Few could argue the fact that we are living in an era of miraculous medication discoveries that provide new and improved treatments for diseases that can improve your life.  Unfortunately there also are dozens of products released each year by drug companies that provide little or no benefit over existing treatments but carry a cost hundreds of times more than generic products that have been used for years.

One known secret of drug manufacturers is to buy the rights of medications from other drug companies and then raise the prices.  It’s not uncommon to see prices increased by 500 percent or more.  You might remember last year when the price of a medication used to treat infections in HIV patients jumped 5,000 percent overnight.  Some of these products even have alternatives that can be purchased over the counter for much less.  The increased price is not derived from new innovation, so is it driven by profits?  One has to think so.

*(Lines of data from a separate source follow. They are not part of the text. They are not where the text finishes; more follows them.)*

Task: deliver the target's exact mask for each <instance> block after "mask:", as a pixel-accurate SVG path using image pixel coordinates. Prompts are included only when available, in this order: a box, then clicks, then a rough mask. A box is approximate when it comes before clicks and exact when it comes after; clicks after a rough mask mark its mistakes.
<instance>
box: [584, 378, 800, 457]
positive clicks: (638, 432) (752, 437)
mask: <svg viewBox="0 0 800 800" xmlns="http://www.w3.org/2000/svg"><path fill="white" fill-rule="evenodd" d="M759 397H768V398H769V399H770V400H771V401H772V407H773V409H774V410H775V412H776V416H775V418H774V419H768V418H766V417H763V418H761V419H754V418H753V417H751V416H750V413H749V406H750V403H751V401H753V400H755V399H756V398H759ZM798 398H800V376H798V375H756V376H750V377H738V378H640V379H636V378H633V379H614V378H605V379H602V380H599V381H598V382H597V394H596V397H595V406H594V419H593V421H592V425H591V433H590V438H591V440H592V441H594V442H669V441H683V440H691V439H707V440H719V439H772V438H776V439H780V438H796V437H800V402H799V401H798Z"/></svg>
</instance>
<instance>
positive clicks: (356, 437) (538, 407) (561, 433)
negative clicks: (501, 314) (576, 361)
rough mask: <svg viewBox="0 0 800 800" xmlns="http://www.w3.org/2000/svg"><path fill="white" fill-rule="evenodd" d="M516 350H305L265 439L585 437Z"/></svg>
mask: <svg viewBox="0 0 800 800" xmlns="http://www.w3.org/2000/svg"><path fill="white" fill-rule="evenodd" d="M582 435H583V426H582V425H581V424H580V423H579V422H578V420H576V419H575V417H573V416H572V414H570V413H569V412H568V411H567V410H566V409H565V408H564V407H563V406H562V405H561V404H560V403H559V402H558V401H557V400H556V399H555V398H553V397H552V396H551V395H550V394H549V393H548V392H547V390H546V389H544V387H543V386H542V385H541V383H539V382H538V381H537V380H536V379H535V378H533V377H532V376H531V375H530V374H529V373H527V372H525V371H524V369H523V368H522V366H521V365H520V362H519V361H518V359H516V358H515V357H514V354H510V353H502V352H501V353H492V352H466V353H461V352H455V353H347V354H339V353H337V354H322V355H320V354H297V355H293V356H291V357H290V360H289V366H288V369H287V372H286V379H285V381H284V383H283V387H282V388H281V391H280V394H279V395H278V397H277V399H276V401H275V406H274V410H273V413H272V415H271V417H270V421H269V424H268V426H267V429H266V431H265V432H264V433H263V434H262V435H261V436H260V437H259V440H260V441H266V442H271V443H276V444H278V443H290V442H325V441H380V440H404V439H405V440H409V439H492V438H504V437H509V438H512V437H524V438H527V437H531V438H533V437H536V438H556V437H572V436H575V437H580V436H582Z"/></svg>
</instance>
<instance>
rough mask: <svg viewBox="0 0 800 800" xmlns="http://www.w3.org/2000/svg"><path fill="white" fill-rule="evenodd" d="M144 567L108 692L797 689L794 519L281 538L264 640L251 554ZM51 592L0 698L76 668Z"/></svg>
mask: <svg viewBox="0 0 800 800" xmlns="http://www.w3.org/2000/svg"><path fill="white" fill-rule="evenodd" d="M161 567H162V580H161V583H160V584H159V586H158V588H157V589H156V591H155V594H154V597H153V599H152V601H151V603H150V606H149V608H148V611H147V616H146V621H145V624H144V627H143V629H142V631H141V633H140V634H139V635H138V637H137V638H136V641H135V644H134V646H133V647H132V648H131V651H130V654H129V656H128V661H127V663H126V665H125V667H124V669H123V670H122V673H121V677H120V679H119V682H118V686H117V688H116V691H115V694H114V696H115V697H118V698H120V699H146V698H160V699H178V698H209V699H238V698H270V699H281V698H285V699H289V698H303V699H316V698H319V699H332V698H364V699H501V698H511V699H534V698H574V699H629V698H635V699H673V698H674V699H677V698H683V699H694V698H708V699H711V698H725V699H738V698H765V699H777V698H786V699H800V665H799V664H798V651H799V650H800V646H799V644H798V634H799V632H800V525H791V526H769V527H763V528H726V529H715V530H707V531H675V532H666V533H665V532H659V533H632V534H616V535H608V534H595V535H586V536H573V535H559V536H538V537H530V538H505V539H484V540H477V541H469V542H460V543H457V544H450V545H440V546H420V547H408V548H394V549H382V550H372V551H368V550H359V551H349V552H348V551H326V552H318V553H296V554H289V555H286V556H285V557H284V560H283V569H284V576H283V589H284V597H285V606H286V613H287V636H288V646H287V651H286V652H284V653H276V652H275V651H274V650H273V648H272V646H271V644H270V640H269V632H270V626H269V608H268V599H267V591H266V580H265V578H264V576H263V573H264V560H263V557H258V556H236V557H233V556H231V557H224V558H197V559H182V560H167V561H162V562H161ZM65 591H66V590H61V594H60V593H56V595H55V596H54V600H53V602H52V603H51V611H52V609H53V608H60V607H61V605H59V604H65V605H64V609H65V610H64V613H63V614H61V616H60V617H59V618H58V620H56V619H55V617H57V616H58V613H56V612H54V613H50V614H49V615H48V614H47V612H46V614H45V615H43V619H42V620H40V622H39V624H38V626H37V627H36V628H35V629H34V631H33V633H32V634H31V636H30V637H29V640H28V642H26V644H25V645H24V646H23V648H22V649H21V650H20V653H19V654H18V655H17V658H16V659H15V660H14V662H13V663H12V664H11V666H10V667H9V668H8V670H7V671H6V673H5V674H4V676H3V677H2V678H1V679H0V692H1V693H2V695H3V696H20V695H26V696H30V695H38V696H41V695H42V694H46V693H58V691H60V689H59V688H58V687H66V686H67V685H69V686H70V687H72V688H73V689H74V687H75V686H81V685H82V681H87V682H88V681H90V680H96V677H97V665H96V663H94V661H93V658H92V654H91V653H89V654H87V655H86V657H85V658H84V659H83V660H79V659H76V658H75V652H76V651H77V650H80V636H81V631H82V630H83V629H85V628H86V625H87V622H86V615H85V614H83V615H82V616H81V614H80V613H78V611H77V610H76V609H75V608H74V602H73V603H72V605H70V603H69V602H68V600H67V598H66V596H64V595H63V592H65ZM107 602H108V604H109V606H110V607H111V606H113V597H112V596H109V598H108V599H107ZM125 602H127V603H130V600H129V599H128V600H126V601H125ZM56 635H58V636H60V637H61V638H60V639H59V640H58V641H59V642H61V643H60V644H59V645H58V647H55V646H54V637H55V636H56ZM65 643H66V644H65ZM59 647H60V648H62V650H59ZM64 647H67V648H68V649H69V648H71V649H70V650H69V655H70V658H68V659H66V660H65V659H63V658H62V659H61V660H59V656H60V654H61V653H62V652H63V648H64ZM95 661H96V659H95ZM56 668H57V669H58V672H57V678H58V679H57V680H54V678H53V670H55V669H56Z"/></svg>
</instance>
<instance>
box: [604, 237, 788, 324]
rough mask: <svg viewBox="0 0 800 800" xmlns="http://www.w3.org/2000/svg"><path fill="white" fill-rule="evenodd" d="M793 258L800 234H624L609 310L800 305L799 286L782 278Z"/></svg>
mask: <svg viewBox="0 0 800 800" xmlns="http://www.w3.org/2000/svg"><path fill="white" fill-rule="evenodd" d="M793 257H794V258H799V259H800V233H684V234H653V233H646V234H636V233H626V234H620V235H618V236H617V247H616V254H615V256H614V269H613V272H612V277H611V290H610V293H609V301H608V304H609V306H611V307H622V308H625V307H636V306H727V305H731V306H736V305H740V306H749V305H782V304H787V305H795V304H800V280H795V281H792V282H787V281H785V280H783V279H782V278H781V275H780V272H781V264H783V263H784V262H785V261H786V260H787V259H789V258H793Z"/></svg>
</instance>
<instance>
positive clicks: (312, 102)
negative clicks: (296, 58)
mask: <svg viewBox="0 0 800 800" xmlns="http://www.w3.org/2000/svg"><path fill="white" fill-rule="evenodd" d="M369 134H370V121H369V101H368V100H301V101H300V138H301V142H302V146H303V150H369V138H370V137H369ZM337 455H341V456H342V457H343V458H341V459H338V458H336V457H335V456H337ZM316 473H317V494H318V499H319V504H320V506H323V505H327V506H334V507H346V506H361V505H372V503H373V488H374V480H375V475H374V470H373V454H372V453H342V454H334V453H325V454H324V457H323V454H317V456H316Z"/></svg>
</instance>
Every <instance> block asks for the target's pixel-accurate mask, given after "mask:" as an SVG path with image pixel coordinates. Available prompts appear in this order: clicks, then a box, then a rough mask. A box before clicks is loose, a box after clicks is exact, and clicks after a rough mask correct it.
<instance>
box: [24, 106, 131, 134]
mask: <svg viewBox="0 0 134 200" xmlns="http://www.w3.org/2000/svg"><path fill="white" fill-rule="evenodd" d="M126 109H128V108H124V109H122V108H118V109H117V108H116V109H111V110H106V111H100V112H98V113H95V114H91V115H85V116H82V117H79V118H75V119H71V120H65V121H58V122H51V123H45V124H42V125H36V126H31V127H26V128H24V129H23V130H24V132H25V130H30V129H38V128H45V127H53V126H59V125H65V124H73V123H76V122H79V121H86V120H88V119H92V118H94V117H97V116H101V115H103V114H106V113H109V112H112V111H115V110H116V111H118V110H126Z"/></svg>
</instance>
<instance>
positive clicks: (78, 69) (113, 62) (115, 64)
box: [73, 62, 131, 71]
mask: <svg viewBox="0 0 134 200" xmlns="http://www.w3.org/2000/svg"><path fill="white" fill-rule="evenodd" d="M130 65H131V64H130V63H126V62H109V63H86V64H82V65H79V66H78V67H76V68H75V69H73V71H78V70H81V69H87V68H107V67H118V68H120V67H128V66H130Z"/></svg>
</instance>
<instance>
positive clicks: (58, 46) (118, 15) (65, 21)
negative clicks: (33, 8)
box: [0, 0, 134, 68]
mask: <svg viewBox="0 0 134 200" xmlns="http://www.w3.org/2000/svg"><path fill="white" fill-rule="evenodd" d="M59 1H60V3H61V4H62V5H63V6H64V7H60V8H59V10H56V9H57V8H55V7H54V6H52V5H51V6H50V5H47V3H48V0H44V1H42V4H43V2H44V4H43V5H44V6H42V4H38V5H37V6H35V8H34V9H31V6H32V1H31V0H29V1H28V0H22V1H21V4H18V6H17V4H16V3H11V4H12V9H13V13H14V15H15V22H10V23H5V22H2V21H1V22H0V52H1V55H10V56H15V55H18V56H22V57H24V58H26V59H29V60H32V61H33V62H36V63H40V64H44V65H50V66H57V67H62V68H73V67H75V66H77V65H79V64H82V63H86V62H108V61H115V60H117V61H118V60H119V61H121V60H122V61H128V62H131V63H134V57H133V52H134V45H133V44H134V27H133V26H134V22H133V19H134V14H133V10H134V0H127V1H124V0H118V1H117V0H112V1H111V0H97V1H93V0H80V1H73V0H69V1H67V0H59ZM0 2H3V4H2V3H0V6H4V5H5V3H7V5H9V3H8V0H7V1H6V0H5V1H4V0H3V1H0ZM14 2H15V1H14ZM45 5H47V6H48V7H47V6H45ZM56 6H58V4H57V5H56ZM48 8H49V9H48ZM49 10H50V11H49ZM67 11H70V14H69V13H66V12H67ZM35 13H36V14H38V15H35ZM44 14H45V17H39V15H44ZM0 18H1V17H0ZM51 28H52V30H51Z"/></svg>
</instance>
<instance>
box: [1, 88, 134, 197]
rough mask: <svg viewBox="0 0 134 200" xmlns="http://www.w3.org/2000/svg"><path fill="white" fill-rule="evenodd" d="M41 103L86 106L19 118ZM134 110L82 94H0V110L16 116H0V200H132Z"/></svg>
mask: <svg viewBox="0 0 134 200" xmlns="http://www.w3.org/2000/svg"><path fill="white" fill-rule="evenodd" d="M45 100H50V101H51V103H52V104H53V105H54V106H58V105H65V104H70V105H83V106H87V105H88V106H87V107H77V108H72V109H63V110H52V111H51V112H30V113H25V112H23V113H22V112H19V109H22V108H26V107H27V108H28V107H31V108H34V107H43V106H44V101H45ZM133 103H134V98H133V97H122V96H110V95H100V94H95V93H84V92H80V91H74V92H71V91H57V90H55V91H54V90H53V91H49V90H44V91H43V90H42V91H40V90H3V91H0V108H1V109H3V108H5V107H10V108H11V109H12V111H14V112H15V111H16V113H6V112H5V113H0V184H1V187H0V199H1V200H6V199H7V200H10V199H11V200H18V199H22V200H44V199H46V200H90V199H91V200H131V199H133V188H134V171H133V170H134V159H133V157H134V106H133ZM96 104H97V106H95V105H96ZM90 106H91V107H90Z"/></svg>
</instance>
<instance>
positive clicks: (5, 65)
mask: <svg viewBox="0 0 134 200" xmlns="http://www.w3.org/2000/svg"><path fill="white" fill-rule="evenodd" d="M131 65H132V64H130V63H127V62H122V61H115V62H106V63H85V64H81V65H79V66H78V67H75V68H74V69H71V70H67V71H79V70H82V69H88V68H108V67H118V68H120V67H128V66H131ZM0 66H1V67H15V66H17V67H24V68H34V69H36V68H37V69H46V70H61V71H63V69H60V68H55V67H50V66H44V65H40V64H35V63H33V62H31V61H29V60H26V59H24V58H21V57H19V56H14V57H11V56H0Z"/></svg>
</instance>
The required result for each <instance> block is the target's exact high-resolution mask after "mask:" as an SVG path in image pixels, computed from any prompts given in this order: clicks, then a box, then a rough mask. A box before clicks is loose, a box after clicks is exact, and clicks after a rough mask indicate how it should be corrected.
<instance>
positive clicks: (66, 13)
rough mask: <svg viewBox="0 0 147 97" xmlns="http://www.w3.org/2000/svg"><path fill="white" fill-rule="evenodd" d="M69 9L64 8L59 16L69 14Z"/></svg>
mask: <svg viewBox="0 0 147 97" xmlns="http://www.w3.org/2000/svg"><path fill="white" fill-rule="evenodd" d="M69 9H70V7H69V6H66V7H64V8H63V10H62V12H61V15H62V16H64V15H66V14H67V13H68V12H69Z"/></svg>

What can we do about these prices?  One answer is to hold manufacturers accountable for these price hikes by removing egregiously priced drugs from our list of covered drugs.  We consider coverage for these products after evaluating for efficacy and comparing the cost to other effective products.  Rest assured our formulary will continue to offer products with similar or better effectiveness.  This effort is to protect our members from wasteful drug spending in an attempt to save money for the medications that are life-saving.

Health care expenses are increasing, and we can help contain them by eliminating products with costs far exceeding that of other products offering similar or better efficacy.  Increased medical and prescription costs result in increased insurance premiums from year to year, and by controlling this spending we are doing what we can to transfer these savings back to our members.  Without these cost-conscious measures, premiums and other member cost-shares would wildly increase.  It’s frustrating when you see your own health care expenses continue to increase over time, but we will continue our efforts to keep your costs as low as possible.